Только на лестнице, ведущей вверх, этот рвущий сердце поводок начал понемногу отпускать меня. Я посмотрел на Элати. Леди была бледна, и в глазах её застыло презрение к самой себе.

— Всё, крылатая, уже всё.

Последние нелёгкие шаги вывели нас на долгожданную поверхность. Я тяжело вздохнул. Я очень устал, и видит пламя устало не тело, но душа. Ещё одна вечная рана жадно заалела у меня на сердце. Рядом упала на колени Элати. Она не могла сдержать судорожных рыданий, рвущихся из груди. Я не стал её успокаивать, эту боль каждый должен был вынести сам.

Князь со свойственным всем мёртвым флегматичностью ждал нас на том же месте и в той же позе, в каких мы его оставили. Увидев нашу прекрасную и печальную ношу, он видимо потерял частицу своего мёртвого кредо и соизволил встать, то ли приветствуя, то ли просто радуясь удачному завершению дела.

— Вот твои картины, мёртвый, — я бросил ему под ноги бесценные полотна.
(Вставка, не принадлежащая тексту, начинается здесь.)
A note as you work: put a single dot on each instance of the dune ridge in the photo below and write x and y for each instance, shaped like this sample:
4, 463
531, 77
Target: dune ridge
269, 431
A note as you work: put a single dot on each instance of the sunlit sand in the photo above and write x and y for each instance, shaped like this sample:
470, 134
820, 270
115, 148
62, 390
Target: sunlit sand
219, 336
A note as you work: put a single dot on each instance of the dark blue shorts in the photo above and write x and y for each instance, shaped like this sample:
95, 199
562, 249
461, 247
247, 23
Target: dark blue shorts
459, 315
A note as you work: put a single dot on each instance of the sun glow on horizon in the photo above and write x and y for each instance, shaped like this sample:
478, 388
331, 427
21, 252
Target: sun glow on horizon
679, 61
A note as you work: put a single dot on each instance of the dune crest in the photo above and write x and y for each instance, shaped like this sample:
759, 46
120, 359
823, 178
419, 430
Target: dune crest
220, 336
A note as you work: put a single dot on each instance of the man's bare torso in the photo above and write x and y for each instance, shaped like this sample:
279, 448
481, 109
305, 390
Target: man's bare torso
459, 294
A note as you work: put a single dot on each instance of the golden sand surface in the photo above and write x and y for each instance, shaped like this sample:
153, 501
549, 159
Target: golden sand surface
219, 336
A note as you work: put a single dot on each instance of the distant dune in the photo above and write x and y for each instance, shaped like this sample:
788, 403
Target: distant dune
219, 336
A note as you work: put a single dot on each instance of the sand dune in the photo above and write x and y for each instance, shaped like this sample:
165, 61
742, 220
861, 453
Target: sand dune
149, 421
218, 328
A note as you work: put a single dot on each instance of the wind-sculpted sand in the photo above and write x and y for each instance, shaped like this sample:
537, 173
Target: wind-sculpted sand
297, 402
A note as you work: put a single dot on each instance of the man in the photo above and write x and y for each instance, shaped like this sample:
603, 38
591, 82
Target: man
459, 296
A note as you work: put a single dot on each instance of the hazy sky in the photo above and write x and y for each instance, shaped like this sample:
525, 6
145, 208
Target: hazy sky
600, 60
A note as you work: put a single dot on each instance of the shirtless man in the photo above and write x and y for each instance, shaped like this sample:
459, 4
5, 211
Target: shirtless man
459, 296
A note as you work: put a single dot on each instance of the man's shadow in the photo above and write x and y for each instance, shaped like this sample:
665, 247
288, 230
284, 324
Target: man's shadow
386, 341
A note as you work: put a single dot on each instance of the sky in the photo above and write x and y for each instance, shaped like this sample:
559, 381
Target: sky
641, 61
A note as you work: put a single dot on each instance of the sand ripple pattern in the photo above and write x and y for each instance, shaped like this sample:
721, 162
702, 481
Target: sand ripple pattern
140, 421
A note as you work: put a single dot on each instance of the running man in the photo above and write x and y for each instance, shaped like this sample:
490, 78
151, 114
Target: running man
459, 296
Мёртвые князь как будто даже с некоторым почтением не менее получаса рассматривал, как выяснилось главную мечту всего Некрополиса. Его пустые глаза при этом горели серым подобием углей, что для него, вероятно, было немалым достижением. Последней и особенно долго он рассматривал наш завершающий трофей — бегущего ангела. Наконец он оторвался от своего созерцания и посмотрел прямо в глаза Элати.

— И всё же твои прекраснее, — опасный, очень опасный комплимент.

— Эти тоже ничего, мёртвый, — я не дал ему развить эту очень тревожащую меня тему. — Мы можем идти?

— Все дороги Некрополиса отныне открыты для вас, — князь перевёл взгляд на меня. — Никто не перейдёт вашего пути.

Он постоял ещё несколько секунд, глядя поверх наших голов, а потом, плавно сорвавшись с места, буквально исчез в мертвеющей дали, унося с собой возможно последнее, что ещё было живым в Некрополисе.

— Прощай, князь, — пробормотал я. Видеть этого падкого на крылья мёртвого я больше не имел никакого желания. — Пошли, крылатая, сегодня мы заслужили право идти не оглядываясь, — я старательно пытался взбодриться. — Единственное известное мне положительное качество мёртвых в том, что они не лгут.